I am using the sem package to create a SEM model. Though the model runs, I get a warning:
Warning message:
In eval(expr, envir, enclos) :
Could not compute QR decomposition of Hessian.
Optimization probably did not converge.
When I call summary(model_test), it returns:
Error in summary.objectiveML(model_test) :
coefficient covariances cannot be computed
In addition: Warning message:
In vcov.sem(object, robust = robust, analytic = analytic.se) :
singular Hessian: model is probably underidentified.

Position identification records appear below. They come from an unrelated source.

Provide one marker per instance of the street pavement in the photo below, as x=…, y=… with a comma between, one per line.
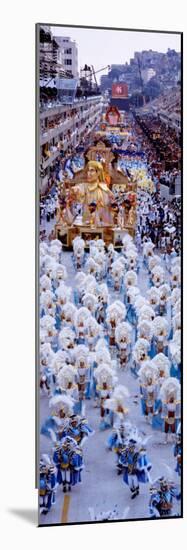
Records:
x=101, y=488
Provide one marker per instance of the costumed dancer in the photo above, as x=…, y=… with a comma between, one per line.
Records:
x=81, y=318
x=56, y=425
x=163, y=492
x=162, y=363
x=123, y=338
x=170, y=393
x=136, y=465
x=63, y=294
x=106, y=381
x=117, y=275
x=116, y=312
x=68, y=457
x=117, y=404
x=130, y=279
x=175, y=354
x=148, y=378
x=164, y=298
x=178, y=451
x=139, y=355
x=78, y=251
x=82, y=361
x=79, y=429
x=47, y=484
x=161, y=331
x=102, y=304
x=154, y=298
x=46, y=371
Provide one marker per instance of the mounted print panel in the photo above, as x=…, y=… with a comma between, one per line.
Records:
x=109, y=375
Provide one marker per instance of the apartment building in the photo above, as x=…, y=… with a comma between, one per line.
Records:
x=63, y=126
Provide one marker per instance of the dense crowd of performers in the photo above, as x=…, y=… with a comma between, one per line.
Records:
x=92, y=332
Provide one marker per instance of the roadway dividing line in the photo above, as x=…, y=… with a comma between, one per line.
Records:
x=65, y=509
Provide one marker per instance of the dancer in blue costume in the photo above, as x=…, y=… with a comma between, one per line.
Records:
x=177, y=451
x=163, y=493
x=47, y=484
x=136, y=466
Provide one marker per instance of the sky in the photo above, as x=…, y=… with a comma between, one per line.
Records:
x=100, y=47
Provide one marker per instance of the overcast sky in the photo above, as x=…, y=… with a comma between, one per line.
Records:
x=106, y=47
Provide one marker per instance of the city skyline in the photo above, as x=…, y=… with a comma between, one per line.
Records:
x=119, y=46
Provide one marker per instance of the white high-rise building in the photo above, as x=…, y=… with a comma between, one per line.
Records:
x=147, y=74
x=69, y=54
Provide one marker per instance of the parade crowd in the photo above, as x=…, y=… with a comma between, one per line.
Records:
x=103, y=326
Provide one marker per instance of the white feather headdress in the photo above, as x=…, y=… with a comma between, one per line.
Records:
x=160, y=326
x=90, y=301
x=117, y=402
x=140, y=351
x=153, y=261
x=60, y=359
x=63, y=293
x=45, y=283
x=104, y=374
x=66, y=338
x=145, y=329
x=146, y=313
x=147, y=371
x=153, y=296
x=130, y=278
x=170, y=388
x=116, y=311
x=133, y=292
x=123, y=332
x=65, y=376
x=62, y=402
x=162, y=363
x=69, y=311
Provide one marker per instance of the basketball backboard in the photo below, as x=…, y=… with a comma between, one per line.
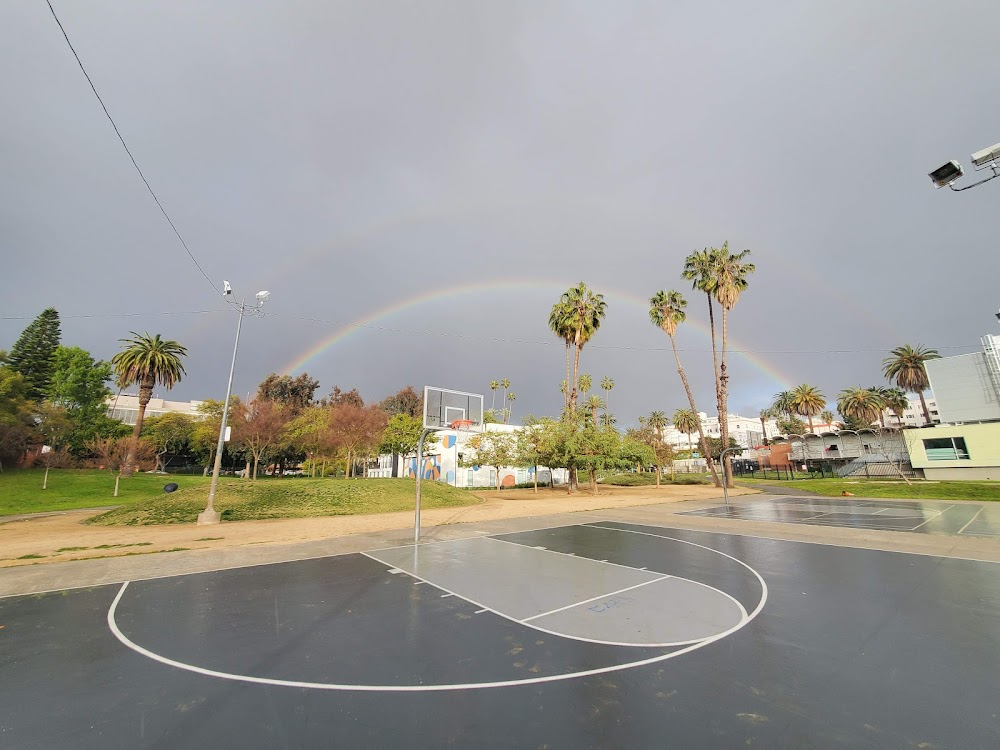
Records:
x=443, y=406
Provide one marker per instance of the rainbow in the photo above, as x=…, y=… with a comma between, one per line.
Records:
x=613, y=296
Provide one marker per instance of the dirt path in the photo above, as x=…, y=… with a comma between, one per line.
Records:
x=64, y=536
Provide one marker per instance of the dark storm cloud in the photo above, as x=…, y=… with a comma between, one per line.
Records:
x=350, y=156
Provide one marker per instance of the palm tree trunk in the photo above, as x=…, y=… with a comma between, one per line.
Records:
x=727, y=461
x=923, y=405
x=701, y=435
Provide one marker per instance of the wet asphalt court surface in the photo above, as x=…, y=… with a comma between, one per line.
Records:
x=595, y=635
x=939, y=517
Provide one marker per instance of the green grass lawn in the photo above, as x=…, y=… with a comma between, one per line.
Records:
x=143, y=501
x=918, y=490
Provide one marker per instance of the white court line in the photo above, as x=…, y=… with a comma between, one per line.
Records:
x=972, y=519
x=594, y=599
x=932, y=517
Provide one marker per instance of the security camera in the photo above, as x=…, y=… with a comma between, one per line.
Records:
x=946, y=174
x=984, y=157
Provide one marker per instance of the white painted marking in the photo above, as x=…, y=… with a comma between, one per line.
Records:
x=969, y=523
x=593, y=599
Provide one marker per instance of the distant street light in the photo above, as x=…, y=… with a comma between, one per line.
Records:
x=947, y=174
x=210, y=514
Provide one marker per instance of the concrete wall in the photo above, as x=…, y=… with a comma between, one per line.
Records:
x=982, y=441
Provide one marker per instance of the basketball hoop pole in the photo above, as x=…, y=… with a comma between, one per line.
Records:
x=420, y=471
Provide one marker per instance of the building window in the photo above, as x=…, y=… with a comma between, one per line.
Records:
x=946, y=449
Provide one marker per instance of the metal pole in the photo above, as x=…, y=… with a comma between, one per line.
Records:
x=420, y=453
x=210, y=514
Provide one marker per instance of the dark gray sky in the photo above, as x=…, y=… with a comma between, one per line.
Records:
x=351, y=157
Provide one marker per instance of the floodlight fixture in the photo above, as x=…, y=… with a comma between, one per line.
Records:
x=946, y=174
x=981, y=158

My SEM model examines relationships between Market Orientation (MO), Government Incentives (GovInc), Entrepreneurial Orientation (EO), and Firm Performance (FirmPerf), with various constructs under each. Here’s the simplified code:
model_def <- specifyModel()
GovInfo -> GovInfo1, NA, 1
GovInfo -> GovInfo2, lamd1, NA
GovInfo -> GovInfo3, lamd2, NA
...
GovInfo -> GovInfo7, lamd6, NA
...
Perf -> Econ1, NA, 1
...
Perf -> Econ12, lamd23, NA
...
MO -> GovInfo, NA, 1
...
EO <-> FirmPerf, psi1, NA
...
cfa_test <- sem(model_def, data_matrix, N = 500)
summary(cfa_test)
I need guidance on understanding these errors and warnings, and how to address them. Your input would be very helpful.